Но ведь он велел мальчишке оставаться у повозок. Так он не остался?..
Пригибаясь при взрывах ракет, молясь на бегу, он искал Джиневру. По площади рыскали карманники и бандиты, рискуя сгореть ради того, чтобы содрать кольца и иные украшения с погибших и тех, кто прижался к земле, ища спасения. Они пинали, тузили, а то и топтали бедолаг, когда кто-то пытался сопротивляться. Вор со шрамом, что тянулся от угла рта через щёку, замахнулся ножом на Леонардо, но отступил, увидев, что и Леонардо обнажил свой кинжал.
Леонардо должен был найти Джиневру. Всё прочее — не важно. Будь в том нужда — он выпустил бы кишки и самому дьяволу.
Ракеты всё ещё громко взрывались, то и дело рассыпая искры и пламя.
Леонардо искал, почти обезумев, и наконец нашёл и её, и Сандро — они укрылись за баррикадой из перевёрнутых тележек уличных торговцев. Джиневра дрожала и плакала; Сандро обнимал её, словно защищая, хотя даже в свете факелов и вспышек ракет было видно, как посерело его лицо.
— Джиневра, я чуть не спятил от тревоги, — сказал Леонардо. Сандро он кивнул и легонько коснулся его плеча.

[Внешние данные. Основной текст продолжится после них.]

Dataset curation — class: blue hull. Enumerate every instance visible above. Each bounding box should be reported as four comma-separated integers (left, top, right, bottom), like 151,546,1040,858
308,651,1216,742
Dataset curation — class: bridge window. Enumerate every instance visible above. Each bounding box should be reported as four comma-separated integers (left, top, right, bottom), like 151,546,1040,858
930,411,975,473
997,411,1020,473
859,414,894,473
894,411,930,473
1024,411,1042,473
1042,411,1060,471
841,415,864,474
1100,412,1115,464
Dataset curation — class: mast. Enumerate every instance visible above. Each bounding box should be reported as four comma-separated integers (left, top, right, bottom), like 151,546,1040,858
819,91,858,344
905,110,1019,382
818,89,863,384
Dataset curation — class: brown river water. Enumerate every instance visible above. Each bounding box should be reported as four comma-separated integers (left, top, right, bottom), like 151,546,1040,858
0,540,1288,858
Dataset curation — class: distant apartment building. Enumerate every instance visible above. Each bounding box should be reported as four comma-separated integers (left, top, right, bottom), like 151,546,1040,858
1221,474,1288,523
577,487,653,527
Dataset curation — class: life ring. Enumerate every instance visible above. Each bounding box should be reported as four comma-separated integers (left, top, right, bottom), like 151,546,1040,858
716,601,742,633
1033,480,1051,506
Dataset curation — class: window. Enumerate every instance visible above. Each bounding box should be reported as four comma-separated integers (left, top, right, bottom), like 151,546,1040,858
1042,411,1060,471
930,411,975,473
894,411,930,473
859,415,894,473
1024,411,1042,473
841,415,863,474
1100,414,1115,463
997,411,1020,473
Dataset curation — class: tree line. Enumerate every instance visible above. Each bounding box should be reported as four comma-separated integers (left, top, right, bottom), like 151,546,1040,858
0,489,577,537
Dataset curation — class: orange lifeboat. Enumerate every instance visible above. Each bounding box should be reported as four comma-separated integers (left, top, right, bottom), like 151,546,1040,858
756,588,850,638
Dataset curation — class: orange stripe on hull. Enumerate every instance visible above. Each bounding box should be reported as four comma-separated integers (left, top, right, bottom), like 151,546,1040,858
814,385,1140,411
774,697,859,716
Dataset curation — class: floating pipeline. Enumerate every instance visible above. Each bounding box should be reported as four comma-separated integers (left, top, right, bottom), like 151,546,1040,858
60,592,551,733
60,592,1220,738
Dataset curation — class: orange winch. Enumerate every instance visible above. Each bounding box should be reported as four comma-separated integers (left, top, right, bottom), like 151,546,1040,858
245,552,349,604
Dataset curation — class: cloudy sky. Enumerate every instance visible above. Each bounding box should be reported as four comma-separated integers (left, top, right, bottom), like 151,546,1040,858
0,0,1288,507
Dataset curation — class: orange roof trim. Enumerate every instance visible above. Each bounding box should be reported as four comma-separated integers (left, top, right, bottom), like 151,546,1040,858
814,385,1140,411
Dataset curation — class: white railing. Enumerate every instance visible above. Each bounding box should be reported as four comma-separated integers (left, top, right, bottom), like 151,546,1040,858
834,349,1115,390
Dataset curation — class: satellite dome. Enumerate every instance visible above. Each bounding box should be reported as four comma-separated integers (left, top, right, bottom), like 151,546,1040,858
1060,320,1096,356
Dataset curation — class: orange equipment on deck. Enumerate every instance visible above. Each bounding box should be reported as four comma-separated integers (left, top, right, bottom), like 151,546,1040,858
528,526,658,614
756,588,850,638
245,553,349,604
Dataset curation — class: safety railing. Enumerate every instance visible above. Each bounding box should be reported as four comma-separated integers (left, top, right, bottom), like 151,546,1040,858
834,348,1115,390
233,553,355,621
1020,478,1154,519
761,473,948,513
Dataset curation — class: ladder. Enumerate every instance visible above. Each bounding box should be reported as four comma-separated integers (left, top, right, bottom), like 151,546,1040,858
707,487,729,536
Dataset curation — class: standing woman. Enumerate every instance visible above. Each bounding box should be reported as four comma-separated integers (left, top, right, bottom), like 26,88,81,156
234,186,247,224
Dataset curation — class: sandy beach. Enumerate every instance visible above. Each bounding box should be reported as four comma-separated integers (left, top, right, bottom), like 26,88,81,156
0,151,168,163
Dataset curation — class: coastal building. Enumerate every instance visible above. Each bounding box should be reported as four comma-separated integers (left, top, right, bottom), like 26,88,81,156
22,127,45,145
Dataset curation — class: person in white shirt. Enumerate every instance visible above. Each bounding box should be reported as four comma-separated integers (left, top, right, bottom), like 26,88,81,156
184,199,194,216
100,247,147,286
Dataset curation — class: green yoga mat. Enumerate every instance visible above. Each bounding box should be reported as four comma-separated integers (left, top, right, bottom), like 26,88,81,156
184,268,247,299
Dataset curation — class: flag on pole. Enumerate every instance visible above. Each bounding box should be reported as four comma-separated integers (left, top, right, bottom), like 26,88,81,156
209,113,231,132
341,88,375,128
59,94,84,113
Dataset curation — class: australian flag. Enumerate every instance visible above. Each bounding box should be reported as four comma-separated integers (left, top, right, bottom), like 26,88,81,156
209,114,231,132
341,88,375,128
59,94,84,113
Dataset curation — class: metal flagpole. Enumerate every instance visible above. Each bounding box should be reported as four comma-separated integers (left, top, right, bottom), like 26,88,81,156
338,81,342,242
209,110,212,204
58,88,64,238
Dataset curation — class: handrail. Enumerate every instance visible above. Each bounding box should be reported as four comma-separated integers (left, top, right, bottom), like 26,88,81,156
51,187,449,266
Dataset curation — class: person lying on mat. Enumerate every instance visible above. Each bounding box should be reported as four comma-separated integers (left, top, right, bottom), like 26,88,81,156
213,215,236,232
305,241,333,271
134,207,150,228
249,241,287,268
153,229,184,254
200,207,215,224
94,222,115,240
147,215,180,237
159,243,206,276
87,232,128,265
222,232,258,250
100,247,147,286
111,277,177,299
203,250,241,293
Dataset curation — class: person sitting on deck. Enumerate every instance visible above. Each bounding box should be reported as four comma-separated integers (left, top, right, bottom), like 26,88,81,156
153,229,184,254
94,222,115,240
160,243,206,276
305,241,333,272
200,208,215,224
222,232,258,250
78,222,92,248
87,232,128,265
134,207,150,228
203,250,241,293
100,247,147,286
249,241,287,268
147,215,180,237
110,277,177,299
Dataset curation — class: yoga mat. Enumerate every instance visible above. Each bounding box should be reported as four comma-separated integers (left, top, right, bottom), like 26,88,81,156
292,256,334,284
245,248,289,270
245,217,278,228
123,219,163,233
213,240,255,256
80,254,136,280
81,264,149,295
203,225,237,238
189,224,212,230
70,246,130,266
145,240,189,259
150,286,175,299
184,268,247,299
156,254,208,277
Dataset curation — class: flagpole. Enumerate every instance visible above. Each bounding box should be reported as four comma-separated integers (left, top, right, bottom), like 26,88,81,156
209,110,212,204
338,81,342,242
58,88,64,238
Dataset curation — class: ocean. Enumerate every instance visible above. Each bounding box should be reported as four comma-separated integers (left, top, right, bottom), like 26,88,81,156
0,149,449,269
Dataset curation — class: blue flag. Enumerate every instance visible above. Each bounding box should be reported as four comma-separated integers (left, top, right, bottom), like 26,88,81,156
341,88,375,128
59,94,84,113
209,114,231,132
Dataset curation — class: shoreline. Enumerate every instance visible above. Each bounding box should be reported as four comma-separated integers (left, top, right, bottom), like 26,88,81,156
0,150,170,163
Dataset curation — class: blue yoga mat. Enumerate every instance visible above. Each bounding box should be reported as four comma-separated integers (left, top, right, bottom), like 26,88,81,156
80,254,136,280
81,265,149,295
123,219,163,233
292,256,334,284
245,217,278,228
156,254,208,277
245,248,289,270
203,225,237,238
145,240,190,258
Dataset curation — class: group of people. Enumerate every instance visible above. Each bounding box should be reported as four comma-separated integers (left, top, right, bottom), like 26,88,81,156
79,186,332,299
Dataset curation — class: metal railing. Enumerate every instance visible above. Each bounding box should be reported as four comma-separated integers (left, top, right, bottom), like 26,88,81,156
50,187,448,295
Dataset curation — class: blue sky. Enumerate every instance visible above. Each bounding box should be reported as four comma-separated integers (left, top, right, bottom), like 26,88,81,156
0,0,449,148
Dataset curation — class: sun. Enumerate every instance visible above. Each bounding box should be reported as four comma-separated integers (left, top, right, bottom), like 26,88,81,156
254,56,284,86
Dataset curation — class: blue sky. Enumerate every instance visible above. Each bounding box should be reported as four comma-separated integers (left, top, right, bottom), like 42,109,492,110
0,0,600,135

— Уходи сейчас же, — сказала Джиневра. Она уже взяла себя в руки, словно победила в себе какого-то страшного демона. Она перестала дрожать, и слёзы смешались на щеках с испариной.
— Пошли. Мы с Сандро уведём тебя отсюда.
— Нет. — Она смотрела на него, но избегала прямого взгляда в глаза. — Оставь меня, пожалуйста.
— Сандро, ей нельзя здесь оставаться.
— Мой наречённый вот-вот появится. Оставь меня, пожалуйста!
— Твой наречённый! — вскричал Леонардо. — Да пусть его дьявол заберёт, этого вонючего puttaniere[28]!
— Значит, теперь ты считаешь меня шлюхой, — сказала она. Потом моляще обратилась к Сандро: — Он должен уйти!
Сандро обеспокоенно глянул на Джиневру, затем перевёл взгляд на Леонардо — что он скажет?
— Я не боюсь твоего... наречённого.
— Дело не в этом, — сказала Джиневра. — Просто я выбрала. Я намерена выйти за мессера Николини.
— Из страха. — Леонардо шагнул к ней вплотную. Коса её растрепалась, и длинные рыжие пряди прилипли к решительному, потемневшему лицу. Однако она казалась совсем беззащитной; и Леонардо желал её — именно из-за этой беззащитности, которая волновала его.